That doesn't seem compatible with what he stated more recently:

> We're profitable on inference. If we didn't pay for training, we'd be a very profitable company.

Source: https://www.axios.com/2025/08/15/sam-altman-gpt5-launch-chat...

His possible incentives and the fact OpenAI isn't a public company simply make it hard for us to gauge which of these statements is closer to the truth.

Does anybody really think in this current time that what a CEO says has anything to do with reality and not just with hyping up ala elon recipe

Specifically, a connected CEO in post-law America.

This sort of thing used to be called fraud, but there's zero chance of criminal prosecution.

Criminal persecution? This scheme has been perfected, like what do you want to persecute. Can you say with certainty that he means it's profitable overall? What if he means it's profitable right now today it is profitable, but not yesterday or in the last week. or what if he meant if you take the mean user its profitable? so much room for interpretation, that's why there is no risk for them

> That doesn't seem compatible with what he stated more recently:

Profitable on inference doesn't mean they aren't losing money on pro plans. What's not compatible?

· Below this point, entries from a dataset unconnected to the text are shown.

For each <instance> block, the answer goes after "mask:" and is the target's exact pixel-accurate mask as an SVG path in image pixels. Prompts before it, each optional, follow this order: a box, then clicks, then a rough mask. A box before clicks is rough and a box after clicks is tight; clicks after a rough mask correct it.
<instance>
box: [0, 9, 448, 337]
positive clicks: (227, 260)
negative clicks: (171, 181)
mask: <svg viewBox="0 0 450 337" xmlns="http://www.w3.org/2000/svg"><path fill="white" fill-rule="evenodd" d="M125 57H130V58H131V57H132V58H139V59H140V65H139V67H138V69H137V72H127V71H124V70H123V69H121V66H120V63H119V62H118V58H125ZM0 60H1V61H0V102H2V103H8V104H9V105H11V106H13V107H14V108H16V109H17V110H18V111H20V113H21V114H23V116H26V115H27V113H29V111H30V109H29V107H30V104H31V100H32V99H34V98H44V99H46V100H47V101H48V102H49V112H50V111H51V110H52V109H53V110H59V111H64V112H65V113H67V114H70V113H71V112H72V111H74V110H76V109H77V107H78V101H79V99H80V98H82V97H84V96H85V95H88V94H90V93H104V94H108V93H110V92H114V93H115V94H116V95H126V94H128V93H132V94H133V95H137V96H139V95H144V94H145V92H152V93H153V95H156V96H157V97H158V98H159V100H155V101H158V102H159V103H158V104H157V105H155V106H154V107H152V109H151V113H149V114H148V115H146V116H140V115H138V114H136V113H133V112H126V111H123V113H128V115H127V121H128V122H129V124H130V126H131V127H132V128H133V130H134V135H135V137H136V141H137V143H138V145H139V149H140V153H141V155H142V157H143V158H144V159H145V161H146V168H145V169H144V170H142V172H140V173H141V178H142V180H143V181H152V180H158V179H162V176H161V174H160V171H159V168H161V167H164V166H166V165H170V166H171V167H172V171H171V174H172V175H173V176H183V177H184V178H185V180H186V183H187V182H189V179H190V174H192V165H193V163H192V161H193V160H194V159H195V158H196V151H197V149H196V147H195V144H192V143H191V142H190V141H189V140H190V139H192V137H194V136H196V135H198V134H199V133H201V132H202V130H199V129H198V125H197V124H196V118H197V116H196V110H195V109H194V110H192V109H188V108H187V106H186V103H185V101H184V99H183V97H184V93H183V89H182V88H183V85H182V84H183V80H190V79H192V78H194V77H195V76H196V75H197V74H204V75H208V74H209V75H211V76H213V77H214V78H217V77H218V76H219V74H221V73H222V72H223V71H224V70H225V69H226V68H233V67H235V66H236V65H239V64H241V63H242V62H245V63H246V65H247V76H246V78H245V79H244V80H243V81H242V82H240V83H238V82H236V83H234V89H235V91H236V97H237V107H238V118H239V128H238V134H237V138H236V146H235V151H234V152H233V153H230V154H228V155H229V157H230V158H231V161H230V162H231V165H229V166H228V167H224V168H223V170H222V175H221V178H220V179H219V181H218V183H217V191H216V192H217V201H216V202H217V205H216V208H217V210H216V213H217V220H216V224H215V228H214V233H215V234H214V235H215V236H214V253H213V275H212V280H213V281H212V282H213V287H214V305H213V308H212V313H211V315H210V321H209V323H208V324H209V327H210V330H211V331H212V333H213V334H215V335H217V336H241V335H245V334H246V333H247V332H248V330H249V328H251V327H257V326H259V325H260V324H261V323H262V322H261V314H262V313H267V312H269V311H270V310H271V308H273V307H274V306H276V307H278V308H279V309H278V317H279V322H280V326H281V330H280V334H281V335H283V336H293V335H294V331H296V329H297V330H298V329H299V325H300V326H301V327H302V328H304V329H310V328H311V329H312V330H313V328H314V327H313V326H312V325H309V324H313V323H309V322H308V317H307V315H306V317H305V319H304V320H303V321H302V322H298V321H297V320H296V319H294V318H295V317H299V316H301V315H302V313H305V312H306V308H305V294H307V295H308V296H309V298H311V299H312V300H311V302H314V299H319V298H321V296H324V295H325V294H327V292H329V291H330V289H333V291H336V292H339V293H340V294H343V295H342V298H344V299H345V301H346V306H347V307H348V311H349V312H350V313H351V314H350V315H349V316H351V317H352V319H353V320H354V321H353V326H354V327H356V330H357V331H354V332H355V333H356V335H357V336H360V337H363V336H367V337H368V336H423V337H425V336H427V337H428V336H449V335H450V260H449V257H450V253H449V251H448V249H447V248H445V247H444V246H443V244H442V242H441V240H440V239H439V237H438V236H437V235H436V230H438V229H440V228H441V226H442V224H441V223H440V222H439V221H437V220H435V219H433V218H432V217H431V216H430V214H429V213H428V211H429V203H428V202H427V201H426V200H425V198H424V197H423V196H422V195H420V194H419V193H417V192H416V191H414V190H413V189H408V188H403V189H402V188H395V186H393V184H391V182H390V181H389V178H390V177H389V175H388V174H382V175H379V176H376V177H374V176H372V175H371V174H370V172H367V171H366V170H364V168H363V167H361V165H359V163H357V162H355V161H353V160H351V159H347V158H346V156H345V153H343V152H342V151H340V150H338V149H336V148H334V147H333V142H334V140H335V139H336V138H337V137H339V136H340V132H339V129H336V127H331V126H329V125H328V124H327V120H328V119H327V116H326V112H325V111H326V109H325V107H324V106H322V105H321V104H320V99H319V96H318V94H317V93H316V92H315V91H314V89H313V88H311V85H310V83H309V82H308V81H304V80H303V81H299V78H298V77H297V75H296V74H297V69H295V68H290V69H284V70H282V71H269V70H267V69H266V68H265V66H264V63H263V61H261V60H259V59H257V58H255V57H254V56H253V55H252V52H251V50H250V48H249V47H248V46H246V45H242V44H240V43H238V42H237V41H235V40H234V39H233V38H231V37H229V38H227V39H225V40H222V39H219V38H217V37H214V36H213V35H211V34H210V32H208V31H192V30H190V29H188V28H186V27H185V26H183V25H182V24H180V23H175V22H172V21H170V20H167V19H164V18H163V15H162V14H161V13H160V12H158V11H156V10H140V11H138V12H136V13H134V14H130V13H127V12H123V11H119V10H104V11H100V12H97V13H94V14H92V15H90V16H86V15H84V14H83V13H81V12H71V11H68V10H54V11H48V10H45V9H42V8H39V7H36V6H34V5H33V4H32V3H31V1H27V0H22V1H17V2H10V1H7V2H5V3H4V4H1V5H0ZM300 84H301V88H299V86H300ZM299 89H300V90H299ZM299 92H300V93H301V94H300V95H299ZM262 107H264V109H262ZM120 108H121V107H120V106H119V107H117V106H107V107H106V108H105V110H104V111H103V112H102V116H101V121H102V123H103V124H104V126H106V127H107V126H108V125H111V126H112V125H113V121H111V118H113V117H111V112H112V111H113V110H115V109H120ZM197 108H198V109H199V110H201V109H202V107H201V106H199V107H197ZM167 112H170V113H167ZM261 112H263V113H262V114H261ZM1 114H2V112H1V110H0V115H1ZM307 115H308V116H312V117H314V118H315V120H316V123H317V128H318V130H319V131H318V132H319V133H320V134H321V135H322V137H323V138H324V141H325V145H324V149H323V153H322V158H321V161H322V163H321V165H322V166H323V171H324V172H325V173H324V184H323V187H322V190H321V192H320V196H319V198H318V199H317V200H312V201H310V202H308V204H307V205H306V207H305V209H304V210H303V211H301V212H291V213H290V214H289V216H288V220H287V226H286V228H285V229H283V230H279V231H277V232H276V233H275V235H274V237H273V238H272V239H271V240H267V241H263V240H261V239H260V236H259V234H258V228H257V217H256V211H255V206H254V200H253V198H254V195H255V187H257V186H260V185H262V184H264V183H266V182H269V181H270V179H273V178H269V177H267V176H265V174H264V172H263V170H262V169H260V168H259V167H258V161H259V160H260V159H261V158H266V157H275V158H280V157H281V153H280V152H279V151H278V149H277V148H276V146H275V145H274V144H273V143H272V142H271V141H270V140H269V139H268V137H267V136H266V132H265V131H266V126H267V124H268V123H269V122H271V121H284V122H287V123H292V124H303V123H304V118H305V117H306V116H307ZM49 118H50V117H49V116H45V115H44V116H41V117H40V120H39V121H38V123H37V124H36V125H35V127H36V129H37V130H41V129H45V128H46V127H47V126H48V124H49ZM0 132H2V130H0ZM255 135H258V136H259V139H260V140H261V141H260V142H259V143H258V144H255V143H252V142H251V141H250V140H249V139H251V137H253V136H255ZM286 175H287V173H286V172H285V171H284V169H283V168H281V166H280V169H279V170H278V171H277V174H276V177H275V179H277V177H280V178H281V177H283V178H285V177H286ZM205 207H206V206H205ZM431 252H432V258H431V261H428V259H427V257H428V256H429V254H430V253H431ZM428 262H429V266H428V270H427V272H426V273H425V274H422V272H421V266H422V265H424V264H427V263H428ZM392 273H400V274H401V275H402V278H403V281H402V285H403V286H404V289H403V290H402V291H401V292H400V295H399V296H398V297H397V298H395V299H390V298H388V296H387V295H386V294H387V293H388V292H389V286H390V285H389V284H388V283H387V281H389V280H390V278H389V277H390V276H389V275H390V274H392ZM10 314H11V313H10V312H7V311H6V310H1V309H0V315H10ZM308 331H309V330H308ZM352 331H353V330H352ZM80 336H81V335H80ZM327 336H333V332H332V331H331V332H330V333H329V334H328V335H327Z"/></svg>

The API requests are likely making more money.

Yes, API pricing is usage based, but ChatGPT Pro pricing is a flat rate for a time period.

The question is then whether SaaS companies paying for GPT API pricing are profitable if they charge their users a flat rate for a time period. If their users trigger inference too much, they would also lose money.

This can be true if you assume that there exists a high number of $20 subscribers who don't use the product that much, but $200 subscribers squeeze every last bit and then some more. The balance could be still positive, but if you look at the power users alone, they might cost more than they pay.

They might even have decided “hey, these power users are willing to try and tells us what LLMs are useful for, and are even willing to pay us for the opportunity!”

> If we didn't pay for training

it is comical that something like this was even uttered in the conversation. It really shows how disconnected the tech sector is from the real world.

Imagine Intel CEO saying "If we didn't have to pay for fabs, we'd be a very profitable company." Even in passing. He'd be ridiculed.

I'm not entirely sure the analogy is fair - Amazon for example was 'ridiculed' for being hugely unprofitable for the first decade, but had underlying profitability if you removed capex.

As a counterpoint, if OpenAI were actually profitable at this early stage that could be a bad financial decision - it might mean that they aren't investing enough in what is an incredibly fierce and capital-intensive market.